De vastes parois vitrées, une terrasse en cèdre qui prolonge la pièce vers la cour et un mobilier tout confort en cuir: le salon promet de bons moments de relaxation. Mais c’est la piscine qui tient lieu de vedette. Ce fabuleux bassin de 36 pieds de longueur que le propriétaire a choisi d’étendre jusqu’à l’intérieur attise la curiosité.

Le panneau de verre qui divise les deux sections est mobile. L’hiver, un couvercle est posé sur la partie intérieure de la piscine, comme pour un spa.

 

 

 

 

 

 

 

 

De nombreux balcons agrémentent la façade arrière, dont une large terrasse chauffée, attenante à la chambre principale. La pièce est du même blanc pur qu’on trouve partout dans la maison. Un foyer à gaz linéaire est posé juste à bonne hauteur pour être visible depuis le lit.

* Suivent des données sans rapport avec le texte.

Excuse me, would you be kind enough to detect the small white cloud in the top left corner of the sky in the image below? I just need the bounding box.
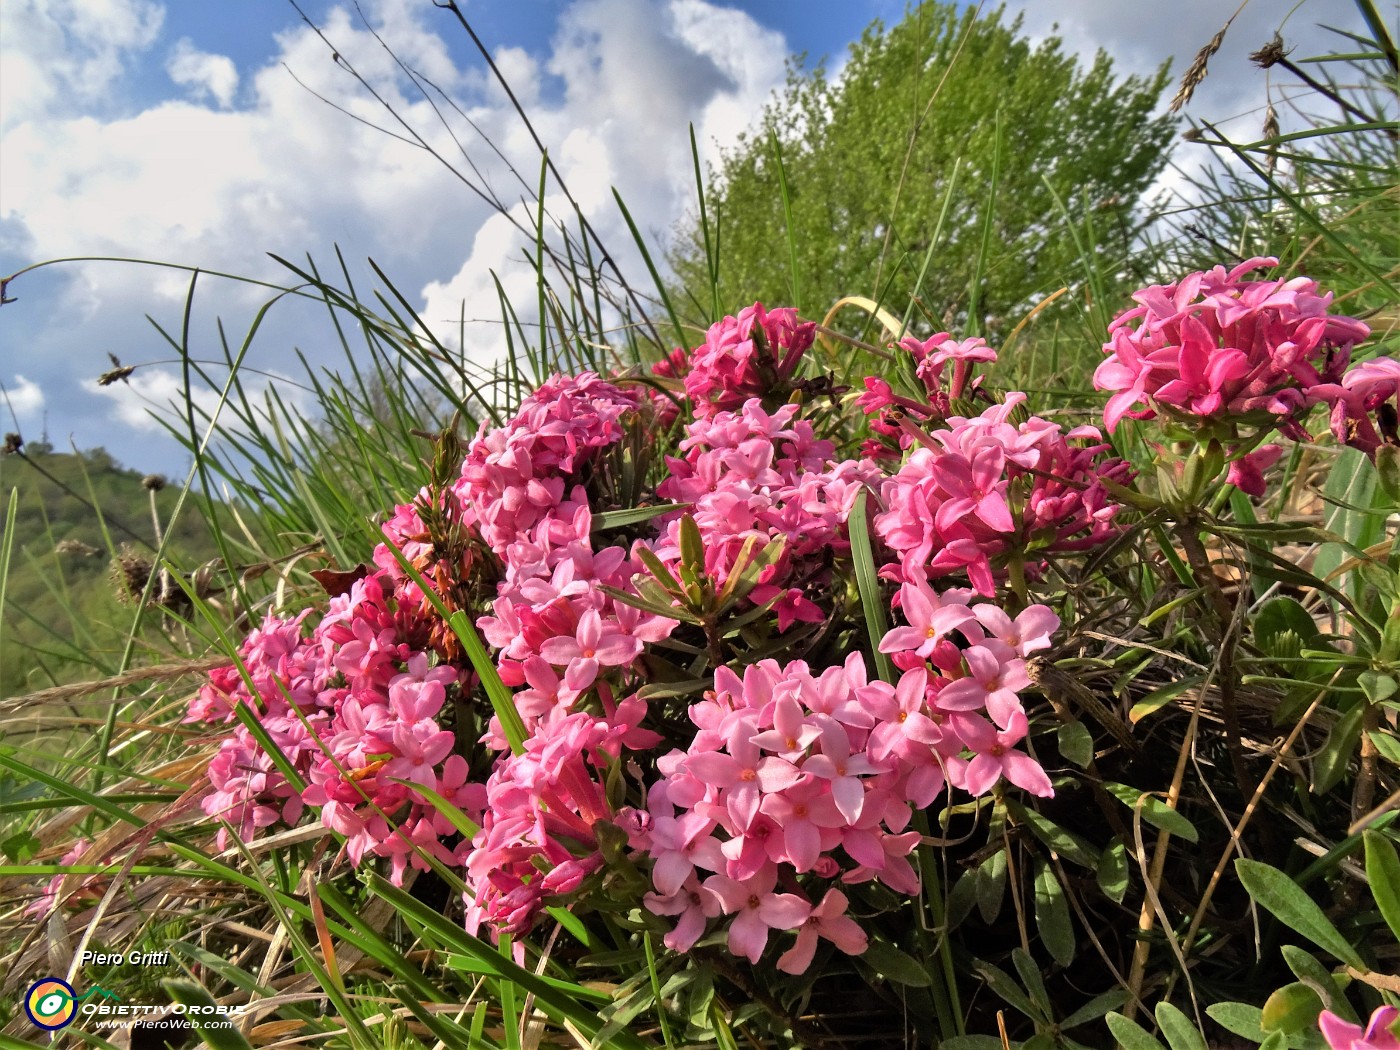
[0,0,165,129]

L’aménagement épuré renforce le sentiment de dormir dans un environnement paisible loin de l’agitation de la ville.

 

 

 

 

Cette pièce montre encore à quel point on a soigné la finition intérieure. La porte pleine en acajou présente une hauteur surprenante. Il n’y a pas de plinthes entre les murs et le sol, comme on en pose habituellement pour cacher les petits dénivelés et autres défauts de construction.

Tout l’éclairage est encastré dans le plafond de manière à ne pas obstruer la vue. Enfin, étant donné la beauté du paysage, on a jugé tout habillage de fenêtre superflu.

 

 

 

 

 

 

Dans la salle de bains comme dans la chambre, le confort est roi, et la nature, omniprésente. On peut s’y prélasser dans une profonde baignoire autoportante ou y admirer la vue depuis la grande cabine de douche au sol recouvert de galets.

La gestion de l’eau s’effectue par l’entremise d’un ordinateur mural où il est possible d’enregistrer les préférences de chacun.